When the federal guidelines were extended to the end of April, a number of larger businesses announced major layoffs this week, as even they can’t endure such a mammoth revenue decline.  Economists are anticipating even more unemployment benefit claim filings this week than last.  (Large employer layoffs)   Shutting down large segments of the economy meant big revenue drops for almost every company, and those revenue drops mean even more layoffs.  Businesses are fearful, so they stop spending on workers and expansion and new equipment.  Consumers who lose jobs obviously aren’t spending much.  Those who still have them will not spend on anything other than necessities.  It is complete disaster, spiraling downhill faster and faster.  And predictions of a quick upturn when restrictions are lifted are fanciful, see this New York Times article.  (NYT article)  We are doing so much damage so fast that the road to recovery will take a long time, if it ever occurs.  Imagine running off a cliff, you manage to live but break many bones, damage organs and are unconscious for a long time.  Are you just going to bounce back up to the top of the cliff?

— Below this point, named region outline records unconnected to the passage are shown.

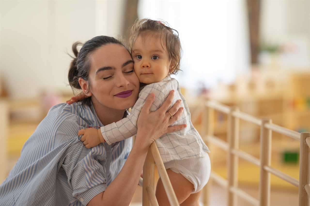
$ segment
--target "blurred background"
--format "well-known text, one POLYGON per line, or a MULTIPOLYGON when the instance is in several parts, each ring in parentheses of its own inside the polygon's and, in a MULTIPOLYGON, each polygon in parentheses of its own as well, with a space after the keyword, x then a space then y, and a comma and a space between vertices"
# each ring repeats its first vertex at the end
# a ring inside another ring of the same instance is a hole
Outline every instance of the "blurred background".
MULTIPOLYGON (((144 18, 179 32, 182 71, 173 77, 191 112, 212 99, 310 130, 309 0, 0 0, 0 182, 51 107, 73 95, 67 79, 73 43, 100 35, 126 39, 129 27, 144 18)), ((226 140, 227 117, 215 115, 215 135, 226 140)), ((241 123, 240 149, 259 158, 259 128, 241 123)), ((272 166, 298 179, 299 147, 273 134, 272 166)), ((211 152, 212 170, 226 177, 227 155, 211 152)), ((239 186, 258 198, 259 168, 240 160, 239 174, 239 186)), ((225 205, 219 198, 226 191, 212 188, 210 205, 225 205)), ((297 205, 298 188, 272 175, 271 190, 271 205, 297 205)), ((131 204, 141 200, 138 187, 131 204)))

And the non-economic harms that accompany job loss are even more heart-wrenching.  Suicide, worsening health and deaths, alcohol and drug abuse, domestic and child abuse, divorces, homeslessness–all are already trending dramatically upward.  The state and federal governments will endure a double hit–their tax and other revenues are plummeting and the demands for help are soaring.

This week is when economic problems that seemed bad turn catastrophic– job losses are accelerating.  On April 1, millions of people didn’t pay their rent, didn’t pay their mortgages, didn’t pay credit bills, didn’t pay car loans, didn’t make other payments.  All those payments are revenue or income for someone else, who then in turn can’t pay their bills.  Banks won’t have funds from which to make loans as defaults deplete their balance sheets.  It is no exaggeration to call this a complete catastrophe.

People who are so worried about loss of lives to the virus need to look at the other side of the scale.  How many jobs gone is too many to delay, not prevent, just delay, the loss of those lives due to coronavirus–5 million? we are already there; 10 million? we are already there; 20 million? we will be there soon.  Is it okay if half the population becomes unemployed to theoretically save a few lives.  How many suicides are okay–500?  1000? 5000?  20,000?  How many drug and alcohol deaths?  How many cases of child abuse?  How many cases of domestic abuse?  Are those people’s lives worth so much less than the lives of those who might die from coronavirus illness?   The extreme mitigation measures are not costless, they are phenomenally costly.

We need to reverse course now.  Open the economy back up, while maintaining mitigation measures that have a low economic cost, like better hygiene, care in being in group settings, quarantines for the infected and above all, strict isolation and protection for the elderly and other vulnerable groups.  We simply cannot sustain this level of pain.